Published by H-Holocaust@h-net.msu.edu (April, 2000)

John Cornwell. Hitler’s Pope: The Secret History of Pius XII. New York: Viking, 1999. ix + 430 pp. Photographs, notes, bibliography, index. $29.95 (cloth), ISBN 0-670-88693-9.

Reviewed for H-Holocaust by Kevin Madigan

Catholic Theological Union at the University of Chicago

Real Problems

Despite appearances, there really are two books lurking between the covers of John Cornwell’s _Hitler’s Pope: The Secret History of Pius XII_. Unfortunately, these two books cannot easily coexist. In fact, it is precisely the strength of one part of the book which sabotages the second. The first part of the book is written by Cornwell, the Devil’s Advocate, the second by Cornwell the talented journalist-historian. (Now abolished, the "Devil’s Advocate" functioned in Catholic beatification proceedings as the one who would examine the evidence for canonization critically and adversarially).

On the first page of the book, Cornwell quotes Peter Gumpel, S.J., who functions as a sort of judge, supposedly impartial, in the cause of Pius’s canonization, as follows: "The cause of the beatification and canonization of Pope Pius XII, who is rightly venerated by many millions of Catholics will not be stopped or delayed by the unjustifiable and calumnious attacks against this great and saintly man." Gumpel has in mind, among others, Guenther Lewy and Saul Friedlander. As that comment suggests, the impartiality of his judgments may be doubted.

For Cornwell, this is laying down the gauntlet, and he takes it up with great relish. And devastating success.
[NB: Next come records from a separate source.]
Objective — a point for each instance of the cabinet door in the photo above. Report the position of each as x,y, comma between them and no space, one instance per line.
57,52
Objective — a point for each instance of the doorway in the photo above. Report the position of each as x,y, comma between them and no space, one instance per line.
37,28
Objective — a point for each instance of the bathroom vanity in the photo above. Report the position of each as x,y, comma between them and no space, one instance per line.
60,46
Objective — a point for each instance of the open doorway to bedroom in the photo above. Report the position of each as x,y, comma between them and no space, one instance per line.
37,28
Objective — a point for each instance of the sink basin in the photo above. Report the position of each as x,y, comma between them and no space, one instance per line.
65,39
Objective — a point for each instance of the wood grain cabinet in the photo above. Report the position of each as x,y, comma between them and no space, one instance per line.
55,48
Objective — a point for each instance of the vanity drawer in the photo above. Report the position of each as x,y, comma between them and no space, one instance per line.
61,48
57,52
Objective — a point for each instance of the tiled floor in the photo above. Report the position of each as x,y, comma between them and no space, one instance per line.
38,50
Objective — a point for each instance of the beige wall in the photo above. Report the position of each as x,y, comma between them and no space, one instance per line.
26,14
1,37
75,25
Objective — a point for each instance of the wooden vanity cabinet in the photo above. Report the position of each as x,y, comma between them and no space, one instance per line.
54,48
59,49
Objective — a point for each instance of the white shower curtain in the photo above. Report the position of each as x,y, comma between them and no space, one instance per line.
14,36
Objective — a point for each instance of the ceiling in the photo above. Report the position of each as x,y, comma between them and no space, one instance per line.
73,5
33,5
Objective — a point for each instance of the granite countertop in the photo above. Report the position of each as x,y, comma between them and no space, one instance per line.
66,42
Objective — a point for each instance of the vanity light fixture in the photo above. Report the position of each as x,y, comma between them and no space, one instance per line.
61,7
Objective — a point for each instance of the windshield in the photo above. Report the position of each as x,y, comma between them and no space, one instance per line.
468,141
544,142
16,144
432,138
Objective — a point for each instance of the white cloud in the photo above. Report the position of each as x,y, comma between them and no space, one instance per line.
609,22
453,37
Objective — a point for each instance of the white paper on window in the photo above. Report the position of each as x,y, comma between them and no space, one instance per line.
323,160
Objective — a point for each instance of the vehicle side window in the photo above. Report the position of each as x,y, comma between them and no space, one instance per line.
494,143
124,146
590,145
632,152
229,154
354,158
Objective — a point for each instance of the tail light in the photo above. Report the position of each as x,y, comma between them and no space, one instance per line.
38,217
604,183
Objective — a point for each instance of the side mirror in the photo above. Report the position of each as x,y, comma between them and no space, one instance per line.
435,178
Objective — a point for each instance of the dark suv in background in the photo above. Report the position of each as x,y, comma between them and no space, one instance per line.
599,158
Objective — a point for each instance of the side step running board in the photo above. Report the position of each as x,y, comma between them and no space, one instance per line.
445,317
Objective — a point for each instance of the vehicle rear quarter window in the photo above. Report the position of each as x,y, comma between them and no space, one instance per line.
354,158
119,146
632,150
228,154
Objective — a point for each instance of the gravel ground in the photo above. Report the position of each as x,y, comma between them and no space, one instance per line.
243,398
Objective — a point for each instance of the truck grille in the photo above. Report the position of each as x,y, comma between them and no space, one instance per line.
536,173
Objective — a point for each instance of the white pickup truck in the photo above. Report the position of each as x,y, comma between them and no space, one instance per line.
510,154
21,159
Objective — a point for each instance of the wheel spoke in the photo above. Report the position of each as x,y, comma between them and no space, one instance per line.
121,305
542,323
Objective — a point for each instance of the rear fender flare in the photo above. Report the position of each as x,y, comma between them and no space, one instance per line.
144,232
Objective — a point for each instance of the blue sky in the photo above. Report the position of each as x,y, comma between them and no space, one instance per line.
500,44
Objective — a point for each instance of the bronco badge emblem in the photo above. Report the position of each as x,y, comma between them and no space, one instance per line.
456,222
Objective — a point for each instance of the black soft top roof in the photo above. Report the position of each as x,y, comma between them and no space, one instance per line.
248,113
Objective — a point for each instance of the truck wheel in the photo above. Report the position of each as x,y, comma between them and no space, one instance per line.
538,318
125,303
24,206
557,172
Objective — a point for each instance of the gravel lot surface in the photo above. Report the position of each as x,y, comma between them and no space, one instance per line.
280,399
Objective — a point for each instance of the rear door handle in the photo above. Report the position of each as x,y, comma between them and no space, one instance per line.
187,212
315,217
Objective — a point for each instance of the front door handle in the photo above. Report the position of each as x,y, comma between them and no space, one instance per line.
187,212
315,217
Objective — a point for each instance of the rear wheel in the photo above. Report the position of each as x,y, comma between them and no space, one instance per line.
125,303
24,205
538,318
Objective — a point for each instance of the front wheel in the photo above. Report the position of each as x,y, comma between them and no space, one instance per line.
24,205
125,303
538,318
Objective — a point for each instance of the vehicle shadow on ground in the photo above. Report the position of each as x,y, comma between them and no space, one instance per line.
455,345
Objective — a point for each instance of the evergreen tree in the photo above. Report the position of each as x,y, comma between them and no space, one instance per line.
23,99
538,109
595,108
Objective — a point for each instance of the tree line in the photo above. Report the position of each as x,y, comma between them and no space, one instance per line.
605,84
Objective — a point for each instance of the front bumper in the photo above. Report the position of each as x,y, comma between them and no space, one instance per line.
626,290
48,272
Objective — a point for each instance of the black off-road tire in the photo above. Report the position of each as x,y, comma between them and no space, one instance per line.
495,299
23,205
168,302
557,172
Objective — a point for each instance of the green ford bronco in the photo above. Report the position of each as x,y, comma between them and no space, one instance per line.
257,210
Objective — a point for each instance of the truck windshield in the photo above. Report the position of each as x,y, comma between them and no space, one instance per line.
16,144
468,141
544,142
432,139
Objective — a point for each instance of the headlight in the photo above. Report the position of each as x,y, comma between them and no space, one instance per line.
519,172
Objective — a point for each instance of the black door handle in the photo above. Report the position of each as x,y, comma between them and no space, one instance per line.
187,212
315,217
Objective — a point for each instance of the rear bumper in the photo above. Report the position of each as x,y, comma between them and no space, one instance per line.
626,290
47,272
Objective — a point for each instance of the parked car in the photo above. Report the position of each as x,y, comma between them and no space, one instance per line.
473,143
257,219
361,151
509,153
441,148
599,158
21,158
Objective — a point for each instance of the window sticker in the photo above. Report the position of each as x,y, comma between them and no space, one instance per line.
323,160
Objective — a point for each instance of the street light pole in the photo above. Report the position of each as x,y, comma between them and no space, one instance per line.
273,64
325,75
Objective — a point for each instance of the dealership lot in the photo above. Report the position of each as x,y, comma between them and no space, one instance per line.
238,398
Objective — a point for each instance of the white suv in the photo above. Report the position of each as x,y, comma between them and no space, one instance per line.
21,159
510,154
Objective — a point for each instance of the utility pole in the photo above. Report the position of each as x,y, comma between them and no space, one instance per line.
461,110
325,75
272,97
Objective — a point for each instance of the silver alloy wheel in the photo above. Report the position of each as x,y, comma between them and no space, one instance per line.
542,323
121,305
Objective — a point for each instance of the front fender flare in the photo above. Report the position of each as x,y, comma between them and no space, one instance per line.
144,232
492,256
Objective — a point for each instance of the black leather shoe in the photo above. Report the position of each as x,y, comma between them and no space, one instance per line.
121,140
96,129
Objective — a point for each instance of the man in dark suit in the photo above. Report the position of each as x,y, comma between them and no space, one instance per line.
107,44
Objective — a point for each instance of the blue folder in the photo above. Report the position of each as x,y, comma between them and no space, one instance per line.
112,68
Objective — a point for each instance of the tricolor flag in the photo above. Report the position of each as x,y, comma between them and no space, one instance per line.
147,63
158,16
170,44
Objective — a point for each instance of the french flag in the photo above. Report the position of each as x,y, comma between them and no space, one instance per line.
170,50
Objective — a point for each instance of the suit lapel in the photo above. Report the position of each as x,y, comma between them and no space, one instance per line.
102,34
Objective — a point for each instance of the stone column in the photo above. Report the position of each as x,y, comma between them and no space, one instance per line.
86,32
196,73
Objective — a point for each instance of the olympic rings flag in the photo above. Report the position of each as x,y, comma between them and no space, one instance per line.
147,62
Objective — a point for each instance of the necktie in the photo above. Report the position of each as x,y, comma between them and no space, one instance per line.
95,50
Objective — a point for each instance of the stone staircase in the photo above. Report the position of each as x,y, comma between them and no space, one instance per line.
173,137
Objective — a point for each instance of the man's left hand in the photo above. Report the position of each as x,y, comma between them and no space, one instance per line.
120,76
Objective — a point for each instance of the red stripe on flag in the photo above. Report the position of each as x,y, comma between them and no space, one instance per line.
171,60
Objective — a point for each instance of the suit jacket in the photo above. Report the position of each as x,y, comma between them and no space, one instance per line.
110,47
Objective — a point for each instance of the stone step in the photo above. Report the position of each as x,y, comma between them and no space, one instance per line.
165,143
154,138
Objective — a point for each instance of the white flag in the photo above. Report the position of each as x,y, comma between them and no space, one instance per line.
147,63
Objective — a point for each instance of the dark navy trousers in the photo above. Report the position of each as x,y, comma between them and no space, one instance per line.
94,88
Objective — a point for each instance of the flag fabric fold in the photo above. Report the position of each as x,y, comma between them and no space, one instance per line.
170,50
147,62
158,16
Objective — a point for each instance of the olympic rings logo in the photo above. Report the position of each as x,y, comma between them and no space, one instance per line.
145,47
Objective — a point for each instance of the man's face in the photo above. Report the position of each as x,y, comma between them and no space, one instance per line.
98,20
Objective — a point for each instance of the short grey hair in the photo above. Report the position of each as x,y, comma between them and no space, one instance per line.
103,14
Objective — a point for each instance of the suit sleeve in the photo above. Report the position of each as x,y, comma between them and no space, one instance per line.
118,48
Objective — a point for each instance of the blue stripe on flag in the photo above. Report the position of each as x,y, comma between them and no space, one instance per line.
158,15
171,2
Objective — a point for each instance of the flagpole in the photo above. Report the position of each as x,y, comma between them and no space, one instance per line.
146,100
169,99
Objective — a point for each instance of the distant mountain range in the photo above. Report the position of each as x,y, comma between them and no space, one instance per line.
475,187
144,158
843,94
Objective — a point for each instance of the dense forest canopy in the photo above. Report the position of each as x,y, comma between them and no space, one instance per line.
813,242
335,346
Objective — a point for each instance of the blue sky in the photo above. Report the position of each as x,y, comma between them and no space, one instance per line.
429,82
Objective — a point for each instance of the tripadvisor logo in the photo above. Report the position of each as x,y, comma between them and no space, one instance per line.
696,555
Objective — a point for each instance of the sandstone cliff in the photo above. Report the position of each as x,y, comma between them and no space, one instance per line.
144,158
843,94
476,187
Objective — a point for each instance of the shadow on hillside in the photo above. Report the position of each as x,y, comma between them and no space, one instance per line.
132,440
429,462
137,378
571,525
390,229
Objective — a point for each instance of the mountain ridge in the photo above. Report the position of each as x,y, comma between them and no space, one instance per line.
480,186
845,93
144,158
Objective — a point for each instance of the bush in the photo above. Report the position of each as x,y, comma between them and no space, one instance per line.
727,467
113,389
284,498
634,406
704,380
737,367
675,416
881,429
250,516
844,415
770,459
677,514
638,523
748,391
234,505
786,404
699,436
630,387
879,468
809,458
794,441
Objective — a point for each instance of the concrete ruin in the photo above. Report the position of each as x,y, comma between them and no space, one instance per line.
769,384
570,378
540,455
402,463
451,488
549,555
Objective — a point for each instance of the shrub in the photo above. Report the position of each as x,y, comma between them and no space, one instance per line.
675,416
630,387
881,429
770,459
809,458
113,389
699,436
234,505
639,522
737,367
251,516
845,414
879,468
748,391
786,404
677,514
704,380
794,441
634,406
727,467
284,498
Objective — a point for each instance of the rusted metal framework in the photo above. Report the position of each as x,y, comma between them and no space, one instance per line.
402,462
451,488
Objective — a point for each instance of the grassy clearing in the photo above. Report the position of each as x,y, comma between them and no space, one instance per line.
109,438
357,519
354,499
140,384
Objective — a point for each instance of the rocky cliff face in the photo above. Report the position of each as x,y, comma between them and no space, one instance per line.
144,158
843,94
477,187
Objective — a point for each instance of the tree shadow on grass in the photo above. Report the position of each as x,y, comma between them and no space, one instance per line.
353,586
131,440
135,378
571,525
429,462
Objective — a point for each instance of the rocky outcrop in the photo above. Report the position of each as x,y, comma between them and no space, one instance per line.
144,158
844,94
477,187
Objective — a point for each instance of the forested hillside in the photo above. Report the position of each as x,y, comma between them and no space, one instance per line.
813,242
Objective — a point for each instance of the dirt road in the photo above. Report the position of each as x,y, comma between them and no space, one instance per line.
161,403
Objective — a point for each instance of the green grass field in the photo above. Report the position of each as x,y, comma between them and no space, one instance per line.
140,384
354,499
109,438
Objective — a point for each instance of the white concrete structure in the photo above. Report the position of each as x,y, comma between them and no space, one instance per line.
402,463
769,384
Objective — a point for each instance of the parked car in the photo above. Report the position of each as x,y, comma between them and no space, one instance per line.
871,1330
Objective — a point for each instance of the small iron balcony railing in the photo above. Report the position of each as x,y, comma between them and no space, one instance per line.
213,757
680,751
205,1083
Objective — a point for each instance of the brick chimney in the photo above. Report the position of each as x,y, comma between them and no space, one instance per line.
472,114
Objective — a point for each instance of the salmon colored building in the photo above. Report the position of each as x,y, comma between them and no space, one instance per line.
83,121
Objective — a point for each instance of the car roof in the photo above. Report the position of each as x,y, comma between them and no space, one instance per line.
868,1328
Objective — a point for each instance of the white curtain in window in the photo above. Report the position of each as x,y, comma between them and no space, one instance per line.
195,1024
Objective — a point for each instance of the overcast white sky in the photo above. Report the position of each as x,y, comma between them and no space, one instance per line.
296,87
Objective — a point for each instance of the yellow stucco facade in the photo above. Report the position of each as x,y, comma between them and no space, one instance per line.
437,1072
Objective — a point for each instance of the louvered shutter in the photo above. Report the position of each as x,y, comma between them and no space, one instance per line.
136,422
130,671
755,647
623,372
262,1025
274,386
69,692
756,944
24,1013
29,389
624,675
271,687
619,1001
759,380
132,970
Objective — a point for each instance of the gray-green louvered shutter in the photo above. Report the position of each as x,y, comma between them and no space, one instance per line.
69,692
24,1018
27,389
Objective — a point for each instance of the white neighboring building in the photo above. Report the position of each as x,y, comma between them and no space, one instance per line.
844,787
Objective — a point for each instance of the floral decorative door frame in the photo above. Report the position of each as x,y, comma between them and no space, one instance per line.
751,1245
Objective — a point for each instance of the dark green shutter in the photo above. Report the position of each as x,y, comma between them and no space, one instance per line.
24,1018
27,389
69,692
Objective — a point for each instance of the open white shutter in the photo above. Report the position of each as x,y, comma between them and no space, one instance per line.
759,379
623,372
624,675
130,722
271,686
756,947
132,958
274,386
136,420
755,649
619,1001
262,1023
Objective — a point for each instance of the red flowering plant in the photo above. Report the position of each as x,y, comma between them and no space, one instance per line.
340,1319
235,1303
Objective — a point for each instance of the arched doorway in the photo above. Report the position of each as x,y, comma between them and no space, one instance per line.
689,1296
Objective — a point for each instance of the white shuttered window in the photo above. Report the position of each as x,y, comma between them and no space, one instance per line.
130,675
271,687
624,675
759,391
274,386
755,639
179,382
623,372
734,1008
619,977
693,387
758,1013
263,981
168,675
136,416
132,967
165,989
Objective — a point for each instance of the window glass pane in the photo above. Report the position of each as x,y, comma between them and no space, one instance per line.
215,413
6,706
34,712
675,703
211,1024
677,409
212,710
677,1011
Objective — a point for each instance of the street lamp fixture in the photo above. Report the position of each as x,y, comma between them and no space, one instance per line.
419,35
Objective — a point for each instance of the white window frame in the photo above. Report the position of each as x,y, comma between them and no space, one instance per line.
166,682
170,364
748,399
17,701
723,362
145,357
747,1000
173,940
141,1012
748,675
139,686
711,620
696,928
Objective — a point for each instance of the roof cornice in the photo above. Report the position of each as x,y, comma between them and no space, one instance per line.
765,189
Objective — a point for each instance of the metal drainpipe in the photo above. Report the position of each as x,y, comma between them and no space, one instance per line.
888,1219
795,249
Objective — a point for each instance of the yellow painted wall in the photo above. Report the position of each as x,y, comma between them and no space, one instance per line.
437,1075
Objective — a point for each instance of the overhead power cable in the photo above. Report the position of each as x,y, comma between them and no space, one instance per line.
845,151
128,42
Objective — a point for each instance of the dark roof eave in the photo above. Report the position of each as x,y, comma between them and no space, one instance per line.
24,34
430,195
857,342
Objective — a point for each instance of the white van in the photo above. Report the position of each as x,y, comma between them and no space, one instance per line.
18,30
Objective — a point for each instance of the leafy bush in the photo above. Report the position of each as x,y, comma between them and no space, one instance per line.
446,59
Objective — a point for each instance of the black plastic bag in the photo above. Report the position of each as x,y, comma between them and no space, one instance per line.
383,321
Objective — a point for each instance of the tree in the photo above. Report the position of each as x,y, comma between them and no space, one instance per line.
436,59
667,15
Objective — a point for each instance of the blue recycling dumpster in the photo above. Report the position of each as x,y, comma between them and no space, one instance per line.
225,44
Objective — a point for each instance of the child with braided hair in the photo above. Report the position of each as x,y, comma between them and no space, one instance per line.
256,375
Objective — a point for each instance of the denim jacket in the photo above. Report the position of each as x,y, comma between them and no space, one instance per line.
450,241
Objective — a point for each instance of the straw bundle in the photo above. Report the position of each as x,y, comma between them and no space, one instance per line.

However one comes out on the issue of what Pius did or did not do, what he should or should not have done, for potential victims of the Holocaust, Cornwell leaves little doubt that this pope should hardly be considered a candidate for canonization.

The canonization proceedings now underway (though presently stalled) in Rome are less about the sanctity of Pius than about ecclesiastical politics. The proceedings, in fact, are much more about the interpretation of the Second Vatican Council and the future shape of the church. In Catholic parlance, that is, they are more about ecclesiology than the making of a saint. Put another way, those who want to sanctify Pius want to honor and, they hope, renew and perpetuate, a particular vision of the church that he did much to create and embody: papally monarchical and infallible, regally triumphalistic, blithely anti-pluralist, parochially Roman and Western, ecclesiologically pyramidal, institutionally preoccupied with doctrinal orthodoxy, instinctively countercultural and oppositionist, politically and socially detached (or "neutral") and arrogantly "anti-collegial" (i.e., autocratic in relations with local bishops).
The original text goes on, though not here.